The Recitation of the Thousand Names of Rādhā and Kṛṣṇa (Yugala-Sahasranāma) and Śaraṇāgati-Dharma
कोटिसूर्यप्रभा कोटिचन्द्रबिंबाधिकच्छविः । कोमलामृतवागाद्या वेदाद्या वेददुर्लभा ॥ १५६ ॥
koṭisūryaprabhā koṭicandrabiṃbādhikacchaviḥ | komalāmṛtavāgādyā vedādyā vedadurlabhā || 156 ||
その光輝は千万の太陽のごとく、その美は千万の満月をも凌ぐ。御言葉は柔らかく甘露のようで、万物の先頭に立ち、ヴェーダに根ざす—されどヴェーダをもってしても得難い。
Sanatkumara (teaching to Narada in the Vedanga-focused discourse)
Vrata: none
Primary Rasa: adbhuta
Secondary Rasa: bhakti
It portrays the supreme, Veda-rooted reality (or highest wisdom) as dazzling, sweetly revealing through “nectar-like speech,” yet ultimately transcending mere textual mastery—pointing beyond scholarship to direct realization.
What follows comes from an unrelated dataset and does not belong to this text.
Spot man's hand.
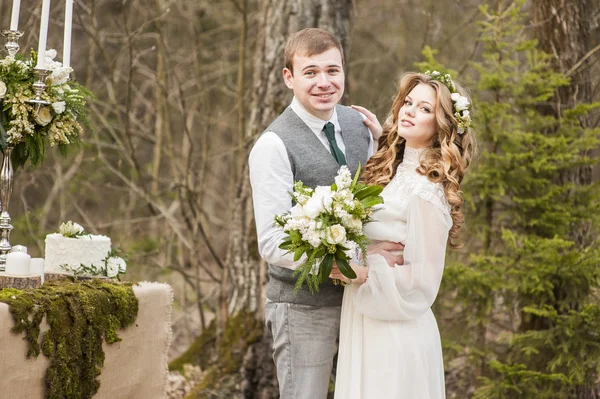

By stressing that the highest is “difficult to attain even through the Vedas,” it implies that devotion, grace, and inner transformation are required in addition to learning—Bhakti complements Vedic knowledge by making it lived and realized.
The verse underscores the Vedanga ethos: refined speech and correct expression (Śikṣā/phonetics and Vyākaraṇa/grammar) as vehicles of Vedic meaning—yet it warns that technical perfection alone does not guarantee attainment of the highest truth.